5. “Improve constantly (…) quality and productivity, and thus constantly decrease costs”
How it’s been misunderstood: Cost reduction and budget targets have become the focus, rather than long term value creation. Continual improvement and operational excellence are now ritualized exercises with little consideration of the human factor and long term quality
What it really means: Put things back in the right order: focus on quality first and cost reduction will come as a consequence. Put the employees everywhere, not just in Finance or Industrial Performance depts., back in charge of operational excellence programs
Amidst growing competitive challenges and overall pressure on the cost of medicines, the pharma industry has been keen on cutting costs, reducing headcount, integrating business units to generate economies of scale. Purchasing departments everywhere are incentivized on finding the best low cost deals, and quality isn’t always considered with the right level of attention. We have numerous (too many to count) examples where focus on costs has resulted in an overall reduction in value. In one case the Purchasing department saved 2 million $ upstream for some raw materials, only to cause a loss of 6 million $ worth of product downstream.
Deming described already in the 1970’s that ‘quality’ equals ‘results of work efforts’ divided by ‘total costs’. When people focus on quality, total cost will decrease over time. However, when you focus on costs, costs tend to rise and quality to decline over time. It is interesting to see that a lot of the LEAN and general Operational Excellence activities are focused on cost reduction, and that as a consequence quality declines over time. This can be in the form of regulatory actions (Warning Letters always cost in the order of hundreds of millions of $), or simply too high write-offs.

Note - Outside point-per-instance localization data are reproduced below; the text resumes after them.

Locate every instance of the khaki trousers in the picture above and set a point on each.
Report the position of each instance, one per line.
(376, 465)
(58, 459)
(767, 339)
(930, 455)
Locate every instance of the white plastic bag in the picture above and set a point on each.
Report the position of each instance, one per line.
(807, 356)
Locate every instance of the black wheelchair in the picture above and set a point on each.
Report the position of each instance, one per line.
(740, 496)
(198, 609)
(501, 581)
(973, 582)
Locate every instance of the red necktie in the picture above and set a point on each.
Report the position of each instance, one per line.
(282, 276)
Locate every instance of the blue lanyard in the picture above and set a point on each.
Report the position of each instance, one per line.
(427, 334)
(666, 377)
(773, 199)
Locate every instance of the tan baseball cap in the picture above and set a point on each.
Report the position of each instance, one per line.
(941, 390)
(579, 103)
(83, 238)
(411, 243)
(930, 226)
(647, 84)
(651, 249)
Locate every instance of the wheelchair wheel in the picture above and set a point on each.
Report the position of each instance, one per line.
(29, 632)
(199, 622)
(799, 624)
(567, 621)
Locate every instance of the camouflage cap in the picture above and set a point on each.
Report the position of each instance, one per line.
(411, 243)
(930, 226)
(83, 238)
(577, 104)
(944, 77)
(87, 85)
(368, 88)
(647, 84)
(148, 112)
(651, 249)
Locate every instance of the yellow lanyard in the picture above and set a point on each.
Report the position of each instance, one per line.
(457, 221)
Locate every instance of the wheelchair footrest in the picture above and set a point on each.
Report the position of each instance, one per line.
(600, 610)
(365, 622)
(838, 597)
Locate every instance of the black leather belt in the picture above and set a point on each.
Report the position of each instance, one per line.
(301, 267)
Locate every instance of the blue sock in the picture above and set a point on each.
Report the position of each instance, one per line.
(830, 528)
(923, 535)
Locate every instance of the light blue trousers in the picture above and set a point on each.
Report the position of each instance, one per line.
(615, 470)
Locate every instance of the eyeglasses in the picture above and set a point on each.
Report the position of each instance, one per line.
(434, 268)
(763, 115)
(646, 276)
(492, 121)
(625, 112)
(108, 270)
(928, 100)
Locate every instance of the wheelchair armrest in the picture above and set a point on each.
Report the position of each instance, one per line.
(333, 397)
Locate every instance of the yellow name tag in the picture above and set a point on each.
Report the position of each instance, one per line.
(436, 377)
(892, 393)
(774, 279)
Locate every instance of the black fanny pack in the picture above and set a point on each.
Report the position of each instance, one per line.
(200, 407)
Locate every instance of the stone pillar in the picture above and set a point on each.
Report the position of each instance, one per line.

Prevention is cheaper than correction. However, because investing in improved quality is a budget topic, whereas failure is a cost on the P&L, companies often accept the cost rather than increasing budget with improvement activities. There are many examples where a company doesn’t invest 1 million $ to reduce a risk, but is ready to spend 10 million $ to fix the issue once it has occurred.
Part of our work as Quality leaders consists in quantifying the financial gains of quality improvement. Quality needs to speak the language of the CFO: “It’s now time to shift the dialog from a cost-based conversation to a value-based conversation” (Magnani & Vinther, PDA)
While leadership generally is focused on finances this is not as much the case for employees, where a much more appealing currency is simplification achieved, saved doses of medicine, etc. Changing the currency has for us resulted in amazing results achieved by our employees at all levels, feeling a much stronger ownership for products and processes — and it has drastically improved overall quality performance in terms of timeliness, reduced deviations, and improved financial performance as well.
When we focus on our employees co-creating solutions, being inclusive, use massive volunteerism and truly empower decision making further out in the organization we see results that are amazing — even beyond what we as leaders thought possible. Continual improvement doesn’t only start from the top. Everyone wants to and can help to continually improve and simplify processes.